Astrid Lulling (PPE-DE). – (DE) Mevrouw de Voorzitter, de rapporteur beweert dat hij niet verantwoordelijk was voor de vertraging. Dat was hij beslist wel! Tijdens de commissievergaderingen liep hij ook altijd achter op schema en ik zie echt niet in waarom ik daar nog meer over zou zeggen.
(FR)Mevrouw de Voorzitter, ik wil alleen nog zeggen dat de toelichting die de rapporteur heeft opgesteld, opmerkingen bevat die totaal niet ter zake doen en buiten de context van dit verslag vallen. De persoonlijke opvattingen van de rapporteur over ...

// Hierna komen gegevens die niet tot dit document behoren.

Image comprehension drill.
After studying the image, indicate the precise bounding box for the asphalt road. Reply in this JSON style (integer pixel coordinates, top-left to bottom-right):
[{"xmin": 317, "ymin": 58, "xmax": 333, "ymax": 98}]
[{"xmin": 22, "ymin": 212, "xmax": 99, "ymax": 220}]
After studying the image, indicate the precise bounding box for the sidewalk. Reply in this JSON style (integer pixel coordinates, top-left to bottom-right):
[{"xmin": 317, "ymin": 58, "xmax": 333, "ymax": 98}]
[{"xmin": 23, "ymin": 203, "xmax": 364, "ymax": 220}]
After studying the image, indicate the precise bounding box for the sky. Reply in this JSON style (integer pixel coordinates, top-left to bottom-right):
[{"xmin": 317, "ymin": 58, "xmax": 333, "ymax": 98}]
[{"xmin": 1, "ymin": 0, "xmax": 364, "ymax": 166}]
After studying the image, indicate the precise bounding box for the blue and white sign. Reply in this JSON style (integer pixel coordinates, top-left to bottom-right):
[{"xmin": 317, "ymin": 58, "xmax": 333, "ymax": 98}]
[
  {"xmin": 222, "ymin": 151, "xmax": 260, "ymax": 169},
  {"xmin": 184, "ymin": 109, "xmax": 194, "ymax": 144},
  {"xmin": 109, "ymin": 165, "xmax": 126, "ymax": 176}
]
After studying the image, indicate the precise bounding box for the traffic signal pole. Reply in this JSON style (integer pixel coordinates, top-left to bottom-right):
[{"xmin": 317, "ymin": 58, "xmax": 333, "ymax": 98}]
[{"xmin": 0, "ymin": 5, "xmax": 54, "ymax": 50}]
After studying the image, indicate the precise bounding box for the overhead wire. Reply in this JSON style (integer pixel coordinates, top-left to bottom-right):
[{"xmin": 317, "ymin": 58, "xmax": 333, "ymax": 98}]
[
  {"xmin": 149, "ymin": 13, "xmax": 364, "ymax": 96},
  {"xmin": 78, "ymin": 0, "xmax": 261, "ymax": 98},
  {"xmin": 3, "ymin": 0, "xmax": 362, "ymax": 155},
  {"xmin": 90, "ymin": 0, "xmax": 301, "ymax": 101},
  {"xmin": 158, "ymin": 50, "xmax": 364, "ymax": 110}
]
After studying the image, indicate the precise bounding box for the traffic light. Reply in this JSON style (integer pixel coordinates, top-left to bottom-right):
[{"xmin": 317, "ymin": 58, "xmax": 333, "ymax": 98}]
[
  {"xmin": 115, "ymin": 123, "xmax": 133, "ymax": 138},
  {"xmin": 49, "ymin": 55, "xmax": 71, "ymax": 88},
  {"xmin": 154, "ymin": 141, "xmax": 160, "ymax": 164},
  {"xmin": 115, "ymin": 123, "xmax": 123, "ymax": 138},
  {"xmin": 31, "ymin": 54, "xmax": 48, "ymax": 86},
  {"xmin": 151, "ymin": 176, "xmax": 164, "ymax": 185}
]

(De Voorzitter vraagt de spreker om zich van verder commentaar te onthouden)
U bent de voorzitter van een werkgroep. Ik moet zeggen dat de persoonlijke opvattingen van een rapporteur over de pensioenen die worden uitbetaald aan EU-personeel, niet thuishoren in een officieel document dat door deze instelling wordt uitgebracht. Dat wilde ik even officieel gezegd hebben.